Now I personally detest “reality” TV (there nothing even slightly real about it), and wish the whole scourge of such shows would disappear forever. But what’s strange about the protests which caused Lowe’s to pull out is this: the objections were not to what All-American Muslim portrays (as some object to the Italian-American stereotypes on Jersey Shore), but to what it doesn’t portray.

Talking Points Memo reports:

Lowe’s was caving to pressure from a campaign by the Florida Family Association, a right-wing social conservative group that asked supporters to e-mail advertisers for the show.

“The Learning Channel’s new show All-American Muslim is propaganda clearly designed to counter legitimate and present-day concerns about many Muslims who are advancing Islamic fundamentalism and Sharia law,” the FFA said in a series of three e-mails to its supporters. “The show profiles only Muslims that appear to be ordinary folks while excluding many Islamic believers whose agenda poses a clear and present danger to liberties and traditional values that the majority of Americans cherish.”

The FFA also referenced concerns by anti-Islam activists Robert Spencer and Pamela Geller. Spencer had called the show a “bait-and-switch” that “addresses nothing of that supremacist ideology” in a column for Human Events. And Geller told World Net Daily: “It is an attempt to manipulate Americans into ignoring the threat of jihad and to bully them into thinking that being concerned about the jihad threat would somehow victimize these nice people in this show. The problem is not people; it’s ideology. The show doesn’t address that.”

Yes, our old friends Spencer and Geller sense a danger to our national security from a program that lulls Americans into believing that large numbers of US Muslims are (shudder) pretty ordinary people.

I’m not sure why they are singling out this “reality” show for allegedly failing to present a complete and truthful account of Muslim beliefs. On second thought, I know exactly why they are singling it out.

(When has any “reality” show presented presented a complete and truthful account of anything? Would they complain if a show about modern American Catholic families failed to deal with priests who sexually abuse children?)

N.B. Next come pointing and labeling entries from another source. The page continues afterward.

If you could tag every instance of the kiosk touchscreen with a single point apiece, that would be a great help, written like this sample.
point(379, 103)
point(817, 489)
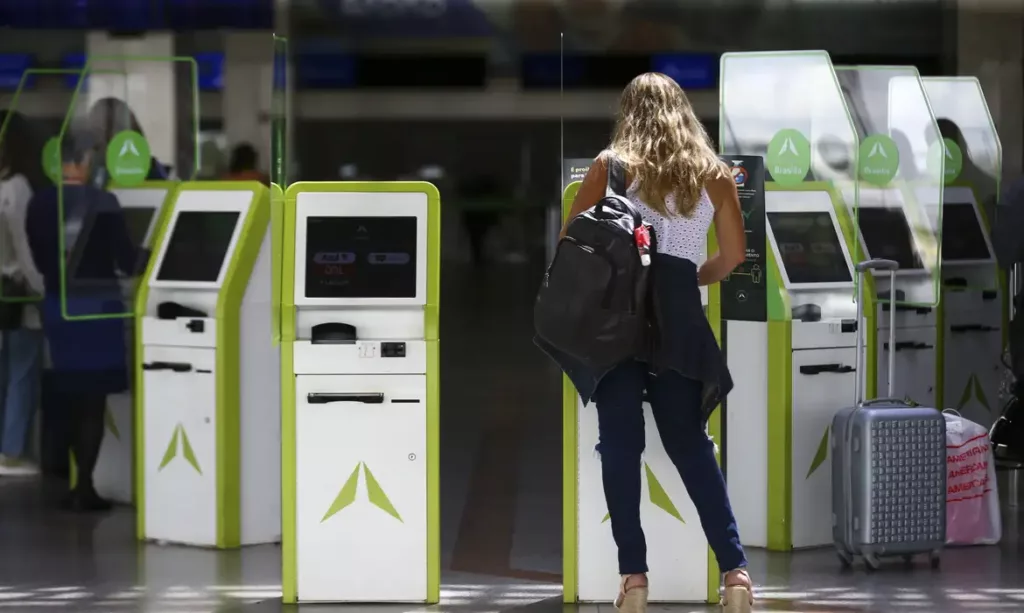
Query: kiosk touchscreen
point(792, 374)
point(972, 310)
point(206, 384)
point(886, 232)
point(682, 568)
point(359, 393)
point(142, 213)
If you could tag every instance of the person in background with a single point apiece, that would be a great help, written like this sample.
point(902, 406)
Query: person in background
point(88, 357)
point(244, 165)
point(20, 339)
point(112, 116)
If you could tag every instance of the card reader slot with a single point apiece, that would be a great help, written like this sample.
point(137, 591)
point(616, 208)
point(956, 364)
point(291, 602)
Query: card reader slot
point(972, 327)
point(819, 368)
point(175, 366)
point(329, 397)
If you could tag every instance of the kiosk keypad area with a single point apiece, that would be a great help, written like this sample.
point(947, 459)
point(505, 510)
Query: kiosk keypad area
point(792, 374)
point(208, 373)
point(360, 382)
point(973, 310)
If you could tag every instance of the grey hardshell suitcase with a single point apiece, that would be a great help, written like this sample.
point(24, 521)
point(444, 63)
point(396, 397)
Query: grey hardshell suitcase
point(888, 468)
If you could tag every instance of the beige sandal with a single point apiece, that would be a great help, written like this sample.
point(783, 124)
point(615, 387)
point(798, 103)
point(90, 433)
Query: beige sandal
point(737, 597)
point(633, 600)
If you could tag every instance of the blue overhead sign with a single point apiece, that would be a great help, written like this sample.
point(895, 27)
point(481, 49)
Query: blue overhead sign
point(690, 71)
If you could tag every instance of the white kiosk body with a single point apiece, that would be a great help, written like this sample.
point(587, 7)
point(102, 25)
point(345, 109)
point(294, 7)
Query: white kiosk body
point(792, 374)
point(114, 475)
point(207, 374)
point(359, 393)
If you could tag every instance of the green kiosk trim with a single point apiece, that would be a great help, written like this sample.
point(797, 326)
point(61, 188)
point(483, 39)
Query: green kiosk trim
point(205, 382)
point(359, 392)
point(589, 554)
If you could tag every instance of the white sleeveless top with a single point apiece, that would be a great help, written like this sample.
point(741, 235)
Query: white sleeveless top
point(678, 235)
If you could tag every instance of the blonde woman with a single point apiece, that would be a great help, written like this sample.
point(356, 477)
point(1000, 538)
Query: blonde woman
point(680, 187)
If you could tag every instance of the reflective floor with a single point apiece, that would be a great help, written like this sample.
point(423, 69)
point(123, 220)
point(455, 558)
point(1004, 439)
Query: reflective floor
point(501, 512)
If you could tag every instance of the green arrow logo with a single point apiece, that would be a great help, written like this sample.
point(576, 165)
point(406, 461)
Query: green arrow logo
point(657, 495)
point(112, 425)
point(186, 449)
point(973, 388)
point(374, 492)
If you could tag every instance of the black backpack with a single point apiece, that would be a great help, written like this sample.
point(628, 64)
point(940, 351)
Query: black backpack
point(593, 302)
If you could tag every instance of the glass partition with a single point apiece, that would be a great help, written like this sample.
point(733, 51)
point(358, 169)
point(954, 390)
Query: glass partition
point(787, 108)
point(108, 141)
point(898, 208)
point(29, 137)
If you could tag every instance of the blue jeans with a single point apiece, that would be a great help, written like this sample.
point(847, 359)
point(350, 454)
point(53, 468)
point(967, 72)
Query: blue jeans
point(675, 401)
point(20, 361)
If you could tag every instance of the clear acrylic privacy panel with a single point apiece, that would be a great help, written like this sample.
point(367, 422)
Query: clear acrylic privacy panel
point(787, 107)
point(279, 170)
point(30, 146)
point(962, 113)
point(130, 120)
point(898, 210)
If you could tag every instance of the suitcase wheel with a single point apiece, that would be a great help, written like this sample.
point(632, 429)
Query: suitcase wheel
point(871, 562)
point(845, 558)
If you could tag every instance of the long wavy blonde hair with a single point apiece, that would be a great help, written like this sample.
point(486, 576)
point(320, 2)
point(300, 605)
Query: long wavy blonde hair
point(664, 145)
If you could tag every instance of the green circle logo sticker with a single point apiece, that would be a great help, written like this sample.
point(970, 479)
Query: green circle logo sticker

The whole thing reminds me of the hilarious segment that The Daily Show‘s Muslim correspondent Aasif Mandvi did about a Muslim-American version of The Cosby Show, which you may or may not be able to watch depending on your location and how much trouble you want to take.

In a statement posted on its Facebook page on Saturday, the hardware company said that it has “managed to step into a hotly contested debate with strong views from virtually every angle and perspective – social, political and otherwise – and we’ve managed to make some people very unhappy. We are sincerely sorry.”

But, it seems, not sorry enough to return as an advertiser.